UNC2970, associé à la Corée du Nord, a de son côté utilisé Gemini pour synthétiser des renseignements en sources ouvertes et profiler des cibles à forte valeur, en cartographiant notamment des rôles techniques et des informations salariales. Une démarche qui brouille la frontière entre recherche professionnelle légitime et reconnaissance malveillante.
Le rapport reste mesuré : aucun acteur n’a encore démontré de « capacité de rupture » modifiant fondamentalement le paysage de la menace. L’IA n’introduit pas de paradigme inédit, mais elle supprime des frictions. Elle permet de générer des leurres culturellement adaptés, d’effacer les maladresses linguistiques autrefois révélatrices et de mener des campagnes de phishing conversationnel sur plusieurs échanges pour instaurer la confiance avant la compromission.

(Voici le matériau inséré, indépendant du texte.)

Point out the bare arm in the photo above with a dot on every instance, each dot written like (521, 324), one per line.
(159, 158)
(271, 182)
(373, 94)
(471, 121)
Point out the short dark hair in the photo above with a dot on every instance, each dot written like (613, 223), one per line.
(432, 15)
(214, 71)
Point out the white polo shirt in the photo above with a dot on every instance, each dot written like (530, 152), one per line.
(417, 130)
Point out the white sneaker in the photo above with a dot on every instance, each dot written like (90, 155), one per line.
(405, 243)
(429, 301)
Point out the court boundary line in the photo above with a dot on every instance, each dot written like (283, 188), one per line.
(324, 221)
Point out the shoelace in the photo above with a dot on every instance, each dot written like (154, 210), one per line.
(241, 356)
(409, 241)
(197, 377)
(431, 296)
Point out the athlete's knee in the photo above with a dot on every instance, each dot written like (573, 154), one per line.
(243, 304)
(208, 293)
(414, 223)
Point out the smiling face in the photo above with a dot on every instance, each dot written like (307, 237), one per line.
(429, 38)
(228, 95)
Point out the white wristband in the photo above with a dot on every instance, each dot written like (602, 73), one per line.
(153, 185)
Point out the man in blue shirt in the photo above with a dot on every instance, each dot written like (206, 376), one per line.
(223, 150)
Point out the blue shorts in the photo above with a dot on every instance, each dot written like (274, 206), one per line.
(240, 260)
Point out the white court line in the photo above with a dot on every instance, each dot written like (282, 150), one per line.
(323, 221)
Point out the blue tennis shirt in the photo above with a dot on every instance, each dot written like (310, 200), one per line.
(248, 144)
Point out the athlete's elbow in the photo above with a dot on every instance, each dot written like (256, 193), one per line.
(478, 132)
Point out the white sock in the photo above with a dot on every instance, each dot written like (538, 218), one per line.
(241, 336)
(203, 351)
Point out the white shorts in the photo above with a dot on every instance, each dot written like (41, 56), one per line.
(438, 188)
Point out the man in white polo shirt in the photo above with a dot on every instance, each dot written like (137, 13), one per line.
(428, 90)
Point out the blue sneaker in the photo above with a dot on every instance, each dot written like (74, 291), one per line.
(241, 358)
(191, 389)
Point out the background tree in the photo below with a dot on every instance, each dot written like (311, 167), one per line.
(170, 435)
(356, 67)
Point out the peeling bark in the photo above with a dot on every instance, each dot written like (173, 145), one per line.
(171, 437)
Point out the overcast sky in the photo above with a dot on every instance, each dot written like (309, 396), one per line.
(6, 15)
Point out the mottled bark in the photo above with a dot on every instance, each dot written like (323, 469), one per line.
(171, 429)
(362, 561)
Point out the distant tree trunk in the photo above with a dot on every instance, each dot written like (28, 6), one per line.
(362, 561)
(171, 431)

Google indique avoir désactivé les actifs associés à ces activités et intégré ces enseignements dans ses protections.
Malware augmenté et économie clandestine des API
L’autre évolution documentée concerne l’expérimentation autour de malwares intégrant l’IA. Le GTIG a identifié HONESTCUE, un framework qui exploite l’API Gemini pour générer dynamiquement du code C# servant à télécharger et exécuter une seconde charge malveillante.
L’objectif : externaliser certaines fonctionnalités afin de compliquer la détection réseau et l’analyse statique. Le second stade est compilé et exécuté en mémoire via des mécanismes .NET légitimes, sans laisser d’artefacts sur disque. Pris isolément, le prompt codé en dur ne paraît pas malveillant, illustrant la capacité des attaquants à dissimuler l’intention dans un ensemble plus large.
Dans le domaine du phishing, le kit COINBAIT marque une montée en sophistication. Déguisé en plateforme d’échange de cryptomonnaies, il a probablement été accéléré par des outils de génération de code IA. Construit comme une application React complète, avec gestion d’état complexe et messages de journalisation détaillés préfixés « ? Analytics: », il illustre une professionnalisation des outils et l’usage de services cloud légitimes pour héberger contenus et images, augmentant les chances de contourner les filtres de sécurité.
Un marché clandestin d’outils IA offensifs se structure aussi. « Xanthorox », présenté comme une IA autonome sur mesure pour générer malwares et campagnes de phishing, reposait en réalité sur des modèles commerciaux existants, dont Gemini, via des serveurs intermédiaires. Le rapport met en avant un vecteur d’abus récurrent : le vol et la revente de clés API, facilité par des vulnérabilités d’outils open source et une demande persistante sur les forums clandestins.
Sécuriser l’IA par conception
Face à cette intégration progressive de l’IA dans les opérations offensives, Google insiste sur sa stratégie : détection et désactivation des comptes abusifs, renforcement des garde-fous, amélioration continue des modèles.
« Nous estimons que notre approche de l’IA doit être à la fois ambitieuse et responsable », affirme le groupe.
Le rapport met en avant le Secure AI Framework (SAIF), des mécanismes d’évaluation automatisée contre les injections de prompt, ainsi que des initiatives comme Big Sleep, agent IA capable d’identifier des vulnérabilités inédites, ou CodeMender, destiné à corriger automatiquement des failles critiques.
Le constat final est sans ambiguïté : l’IA générative ne révolutionne pas encore la menace, mais elle en accélère tous les paramètres. Vitesse d’exécution, personnalisation des attaques, hybridation avec des services légitimes et industrialisation des campagnes. La ligne de défense ne peut plus se limiter à la réaction : elle doit désormais s’inscrire dans l’architecture même des systèmes d’IA.